WM utility write-offs down below national average

WM utility write-offs down below national average

City sees lowest percentage of unpaid bills in years fol-lowing effort to curb losses


At its July meeting, the West Memphis Utility Commission had an opportunity to review data revealing the city’s smallest percentage of uncollected bill write-offs in more than a decade.

The bad debt peaked in 2014 at $807,000. The latest data, which covered unpaid bills from 2016, came in at $255,000 in overdue bills and accounts long in arrears. West Memphis Utility Department General Manager Todd Pedersen presented the quarter-million- dollar figure to commissioners for consideration earlier this month.

“That’s less than one percent of our gross revenue,” said Pedersen “and that’s the national benchmark standard.”

While the half-million dollars in uncollected debt was impressive, Pedersen told commissioners not to expect continued massive drops in write-offs.

“That was a big number, but from here on it will flatten out,” he said.

“We’ve picked all the low hanging fruit.”

The leading indicator for future bad debt looked healthy, too.

“Our ‘over 90 days past due’ is almost nothing right now,” said Pedersen.

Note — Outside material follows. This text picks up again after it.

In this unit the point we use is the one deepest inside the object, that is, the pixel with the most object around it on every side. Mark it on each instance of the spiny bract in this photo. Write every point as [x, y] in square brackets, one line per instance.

Most of the remaining bad debt came from those that had moved away still owing the city money.

Pedersen attributed the recent improved bill paying rate to efforts across the utility company. All departments chipped in to help with mass shutoffs which peak after hot temperature streaks or cold snaps end.

The general manager lauded the teamwork of the entire company and said the utility office will pull departments together to staff for mass shut-offs after extreme temperatures no longer prohibit disconnections.

“We can not cut off if it’s hotter than 95 degrees, or colder than 32,” said Pedersen. “That follows the Public Service Commission guidelines. There are customers that know that and wait to pay until they think we are coming to shut them off.”

Quicker shutoffs resulted after Pedersen’s predecessor, the retired John Rimmer, created a position devoted exclusively to disconnecting and reconnecting services. Disconnecting sooner has prevented over- whelming bills that seem insurmountably hopeless to some customers and has driven down the bad debt at the utility. One position in particular helped stop the losses.

“Shut-offs had always been fit in around other work,” said Pedersen.

“Now, it’s one person’s responsibility on a daily basis to be out there diligently.”

City Councilman Wayne Croom asked if all the old bills must be paid up for the same customer to get service at another address.

There is no credit check taken to determine risk and assign a deposit rate. All residential deposits are a flat $100, but a customer has to pay all back bills to get utility service again, even if they’ve moved.

Commissioner Susan Marshall said old bills must be paid up for the same customer to get new utility service elsewhere in the city.

“We don’t forgive their debt,” said Marshall, “We are just writing it off our books.”